BoPeng / simuPOP

A general-purpose forward-time population genetics simulation environment.
http://bopeng.github.io/simuPOP/
GNU General Public License v2.0
31 stars 12 forks source link

mutation rate #40

Closed Amelia-uoft closed 7 years ago

Amelia-uoft commented 7 years ago

Hi, I have a question about the mutation rate. I used simuPOP to simulate rare variants on 50kb, 100kb, and 300kb region separately. From our simulation results, we found that the mutation rate (probability to observe minor allele at single locus) increases when the size of the region increases. That is to say, 50kb region has lower mutation rate than 100kb region, and 100kb region has lower mutation rate than 300kb region. I am wondering whether such difference is designed/implied by the simulation model used in simuPOP. Thank you!

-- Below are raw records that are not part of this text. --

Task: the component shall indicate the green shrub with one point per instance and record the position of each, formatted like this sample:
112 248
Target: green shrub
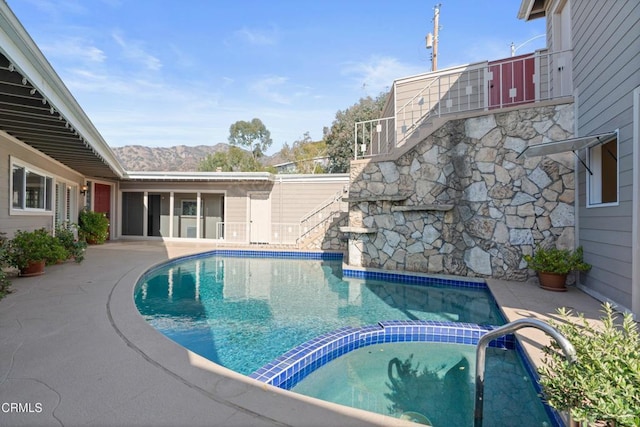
93 226
75 248
555 260
604 384
36 245
5 283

BoPeng commented 7 years ago

What mutation operator do you use?

Amelia-uoft commented 7 years ago

Sorry. I am not sure what is mutation operator. But my code to simulate the data is as below: python srv.py --gui=batch --selDist=gamma3 --regions=chr1:1..100000 --popFile=s_g3.pop --markerFile=s_g3.map --mutantFile=s_g3.mut

BoPeng commented 7 years ago

I see, are you using srv from here? This script by default uses a diallelic mutation model which should yield even mutations across the region. Anyway,

  1. By default a finite sited mutation model is used in which a mutant could be mutated back to wildtype allele. However, what you observed could potentially be explained by the alternative infinite-site model where repeated mutations would be ignored, thus causing lower observed mutation rates at smaller regions.

  2. How do you measure mutation rate? Do you simply count number of mutations in the mut file? In this case the mutations are final result of the evolutionary process, not the mutations that have been introduced to the population during evolution. According to this line of code, if you use option --verbose 2, you could get a mutations.lst file with all the mutations.

Amelia-uoft commented 7 years ago

My 100kb region was simulated 2years ago, 50kb and 300kb were simulated in Nov 2016. Do you think this problem is because of the changes of "srv" that has been made in the last two years?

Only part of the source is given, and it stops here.